From January 2015, she started to practice leetcode questions; she trains herself to stay focus, develops "muscle" memory when she practices those questions one by one. 2015年初, Julia开始参与做Leetcode, 开通自己第一个博客. 刷Leet code的题目, 她看了很多的代码, 每个人那学一点, 也开通Github, 发表自己的代码, 尝试写自己的一些体会. She learns from her favorite sports – tennis, 10,000 serves practice builds up good memory for a great serve. Just keep going. Hard work beats talent when talent fails to work hard.

Monday, November 6, 2023

329. Longest Increasing Path in a Matrix | My discuss post

Here is the link.

C# | DFS + memorization | Editorial

Nov. 2, 2023

Intuition

I like to write a solution based on the solution provided by Editorial.

Approach

Naive DFS algorithm will have time-out issue, so DFS + memoization should work with TLE.

Complexity

Time complexity:

O(mn).
Each vertex/cell will be calculated once and only once, and each edge will be visited once and only once. The total time complexity is then O(V+E).
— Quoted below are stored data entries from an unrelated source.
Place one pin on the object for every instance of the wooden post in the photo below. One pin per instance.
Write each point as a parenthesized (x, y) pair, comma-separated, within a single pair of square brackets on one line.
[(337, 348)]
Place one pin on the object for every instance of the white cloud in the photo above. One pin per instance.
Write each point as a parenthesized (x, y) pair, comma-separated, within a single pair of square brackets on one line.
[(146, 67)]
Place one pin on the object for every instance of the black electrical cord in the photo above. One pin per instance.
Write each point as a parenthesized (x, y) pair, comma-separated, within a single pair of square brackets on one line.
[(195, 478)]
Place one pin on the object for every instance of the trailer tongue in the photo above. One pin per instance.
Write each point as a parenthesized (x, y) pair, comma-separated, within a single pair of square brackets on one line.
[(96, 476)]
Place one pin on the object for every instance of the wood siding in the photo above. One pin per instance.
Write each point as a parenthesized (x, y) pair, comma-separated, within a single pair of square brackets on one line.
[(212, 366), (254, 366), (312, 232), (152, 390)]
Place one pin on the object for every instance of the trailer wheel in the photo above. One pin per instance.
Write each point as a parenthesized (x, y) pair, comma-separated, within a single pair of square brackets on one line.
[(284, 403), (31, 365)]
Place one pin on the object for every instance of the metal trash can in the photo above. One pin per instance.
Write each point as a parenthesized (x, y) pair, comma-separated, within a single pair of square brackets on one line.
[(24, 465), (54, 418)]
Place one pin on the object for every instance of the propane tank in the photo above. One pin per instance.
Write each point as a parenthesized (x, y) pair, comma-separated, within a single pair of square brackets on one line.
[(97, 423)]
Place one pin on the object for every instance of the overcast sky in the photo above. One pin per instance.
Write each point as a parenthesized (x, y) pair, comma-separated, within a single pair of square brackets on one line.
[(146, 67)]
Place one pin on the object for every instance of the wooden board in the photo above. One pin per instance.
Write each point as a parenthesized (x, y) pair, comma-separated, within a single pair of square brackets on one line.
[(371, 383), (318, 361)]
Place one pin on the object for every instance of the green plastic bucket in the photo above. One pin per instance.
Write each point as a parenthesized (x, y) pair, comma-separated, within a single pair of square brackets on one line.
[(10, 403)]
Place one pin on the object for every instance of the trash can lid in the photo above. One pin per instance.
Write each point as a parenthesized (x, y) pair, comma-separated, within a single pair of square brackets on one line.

V is the total number of vertices and E is the total number of edges. In our problem, O(V)=O(mn), O(E)=O(4V)=O(mn).

Space complexity:

O(mn). The cache dominates the space complexity.

Code

public class Solution {
     private static int[][] dirs = new int[][] {new int[]{0, 1}, new int[]{1, 0}, new int[]{0, -1}, new int[]{-1, 0}};
        private int m, n;
        
    public int LongestIncreasingPath(int[][] matrix)
        {
            if (matrix.Length == 0){
                return 0;
            }

            m = matrix.Length; 
            n = matrix[0].Length;

            var cache = new int[m][];
            for (int row = 0; row < m; row++)
            {
                cache[row] = new int[n];
            }

            int ans = 0;
            for (int i = 0; i < m; ++i)
            {
                for (int j = 0; j < n; ++j)
                {
                    ans = Math.Max(ans, dfs(matrix, i, j, cache));
                }
            }

            return ans;
        }

        /// <summary>
        /// What I learned on Nov. 6, 2023:
        /// 1. There is no loop - increasing order - no need to check visited or not
        /// 2. Every node will be visited once - save into cache
        /// 3. Every edge will be checked - each node has four neighbors - 4 * rows * columns
        /// 4. Understand how DFS works for this problem
        /// </summary>
        /// <param name="matrix"></param>
        /// <param name="i"></param>
        /// <param name="j"></param>
        /// <param name="cache"></param>
        /// <returns></returns>
        private int dfs(int[][] matrix, int i, int j, int[][] cache) {
            if (cache[i][j] != 0)
            {
                return cache[i][j];
            }

            foreach (var d in dirs) 
            {
                var x = i + d[0];
                var y = j + d[1];

                if (0 <= x && x < m && 0 <= y && y < n && matrix[x][y] > matrix[i][j])
                {
                    cache[i][j] = Math.Max(cache[i][j], dfs(matrix, x, y, cache));
                }
            }

            return ++cache[i][j];
        }
}